Finalmente, os extremistas começam a ser presos e processados. O caminho é este mesmo, mas também é preciso responsabilizar os mentores e os financiadores do golpe fracassado, bem como os incitadores das redes sociais. Como esquecer os patéticos apelos feitos por aplicativos de mensagem? “Está sobrando ônibus e faltando patriotas”, dizia um dos mais exaltados. As autoridades devem ser cirúrgicas no afastamento definitivo dos vendilhões disfarçados de “patriotas”, notadamente os que se imiscuíram entre os militares. Essa malta é uma nódoa na história das Forças Armadas. Da mesma forma, é necessário alcançar os líderes empresariais. Atordoados por fantasmas totalitários, muitos cederam ao “canto da sereia” dos colonizadores. Estes também envergonham os legítimos empreendedores brasileiros, vários deles de tenacidade admirável.

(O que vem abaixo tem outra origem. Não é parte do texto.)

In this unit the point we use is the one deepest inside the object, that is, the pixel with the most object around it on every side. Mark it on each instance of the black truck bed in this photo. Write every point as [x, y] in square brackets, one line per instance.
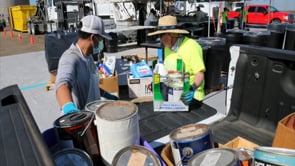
[263, 93]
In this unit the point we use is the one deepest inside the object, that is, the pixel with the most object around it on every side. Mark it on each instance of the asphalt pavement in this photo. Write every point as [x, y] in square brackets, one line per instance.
[15, 42]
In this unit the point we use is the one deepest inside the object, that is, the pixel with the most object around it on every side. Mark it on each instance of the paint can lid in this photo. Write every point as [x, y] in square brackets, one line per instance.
[117, 110]
[73, 157]
[94, 105]
[189, 132]
[136, 155]
[73, 119]
[215, 156]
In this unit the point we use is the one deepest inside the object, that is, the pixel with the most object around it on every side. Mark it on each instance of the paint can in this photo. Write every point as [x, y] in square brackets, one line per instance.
[73, 157]
[79, 128]
[175, 86]
[135, 155]
[273, 156]
[215, 157]
[117, 127]
[189, 140]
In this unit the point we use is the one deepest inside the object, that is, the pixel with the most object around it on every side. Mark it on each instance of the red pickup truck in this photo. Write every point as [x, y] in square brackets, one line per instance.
[263, 14]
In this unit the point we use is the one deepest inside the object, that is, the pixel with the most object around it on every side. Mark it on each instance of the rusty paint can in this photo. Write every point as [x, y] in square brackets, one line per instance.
[117, 127]
[189, 140]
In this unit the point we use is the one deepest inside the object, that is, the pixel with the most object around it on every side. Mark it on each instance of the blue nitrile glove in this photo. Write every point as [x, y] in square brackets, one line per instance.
[187, 97]
[110, 96]
[69, 108]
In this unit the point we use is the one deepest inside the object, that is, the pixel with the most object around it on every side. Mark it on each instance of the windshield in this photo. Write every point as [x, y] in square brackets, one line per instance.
[273, 9]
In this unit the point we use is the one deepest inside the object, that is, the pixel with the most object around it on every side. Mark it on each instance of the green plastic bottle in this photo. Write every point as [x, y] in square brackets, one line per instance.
[157, 87]
[186, 82]
[179, 65]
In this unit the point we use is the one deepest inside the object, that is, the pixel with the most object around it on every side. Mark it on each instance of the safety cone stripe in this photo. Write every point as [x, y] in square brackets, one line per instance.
[32, 41]
[4, 32]
[19, 36]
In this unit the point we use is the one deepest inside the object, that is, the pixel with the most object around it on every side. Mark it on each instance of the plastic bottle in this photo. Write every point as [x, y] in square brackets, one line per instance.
[160, 68]
[186, 82]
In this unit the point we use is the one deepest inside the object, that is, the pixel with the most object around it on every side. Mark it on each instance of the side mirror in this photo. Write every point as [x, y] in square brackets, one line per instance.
[265, 12]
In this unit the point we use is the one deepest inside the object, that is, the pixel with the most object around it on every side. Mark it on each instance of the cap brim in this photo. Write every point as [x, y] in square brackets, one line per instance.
[181, 31]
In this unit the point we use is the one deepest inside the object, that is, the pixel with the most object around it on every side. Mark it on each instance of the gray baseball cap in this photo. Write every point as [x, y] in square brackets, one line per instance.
[94, 24]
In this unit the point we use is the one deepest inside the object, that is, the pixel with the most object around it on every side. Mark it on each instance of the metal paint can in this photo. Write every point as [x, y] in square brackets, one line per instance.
[117, 127]
[215, 157]
[189, 140]
[273, 156]
[136, 155]
[79, 128]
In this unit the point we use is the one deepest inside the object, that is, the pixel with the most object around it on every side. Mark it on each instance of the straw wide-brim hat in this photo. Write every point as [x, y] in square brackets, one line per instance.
[168, 24]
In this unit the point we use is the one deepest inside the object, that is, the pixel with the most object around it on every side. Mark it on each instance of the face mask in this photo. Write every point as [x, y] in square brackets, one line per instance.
[99, 48]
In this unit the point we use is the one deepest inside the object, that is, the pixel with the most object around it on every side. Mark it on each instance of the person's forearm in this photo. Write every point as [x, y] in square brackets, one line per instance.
[199, 77]
[63, 95]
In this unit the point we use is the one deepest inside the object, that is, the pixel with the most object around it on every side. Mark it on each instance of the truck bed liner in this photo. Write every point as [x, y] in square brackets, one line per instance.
[262, 94]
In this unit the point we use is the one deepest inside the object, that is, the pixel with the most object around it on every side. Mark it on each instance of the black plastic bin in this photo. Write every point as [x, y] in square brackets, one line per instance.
[256, 38]
[21, 139]
[277, 33]
[290, 37]
[215, 60]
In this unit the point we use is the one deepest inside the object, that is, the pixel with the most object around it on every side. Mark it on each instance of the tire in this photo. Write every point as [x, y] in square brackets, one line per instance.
[276, 21]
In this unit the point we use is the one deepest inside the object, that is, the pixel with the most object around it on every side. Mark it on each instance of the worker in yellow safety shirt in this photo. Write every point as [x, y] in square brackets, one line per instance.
[224, 16]
[243, 18]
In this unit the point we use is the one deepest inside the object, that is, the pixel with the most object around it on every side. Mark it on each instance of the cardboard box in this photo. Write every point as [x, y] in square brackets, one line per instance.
[166, 98]
[138, 87]
[285, 133]
[239, 142]
[110, 84]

Entendo ser este o alvo central a ser combatido, a estrutura colonialista a que estamos submetidos historicamente. De tempos em tempos, os agentes externos ameaçam a soberania nacional e não hesitam em buscar desestabilizar governos populares. Desse longo processo de ­depuração, quem sabe não conquistemos a nossa independência de fato? As dificuldades são gigantescas, é verdade. Mas tudo depende de nós. É preciso mobilizar a sociedade e lutar para o Brasil voltar a ter protagonismo no cenário mundial.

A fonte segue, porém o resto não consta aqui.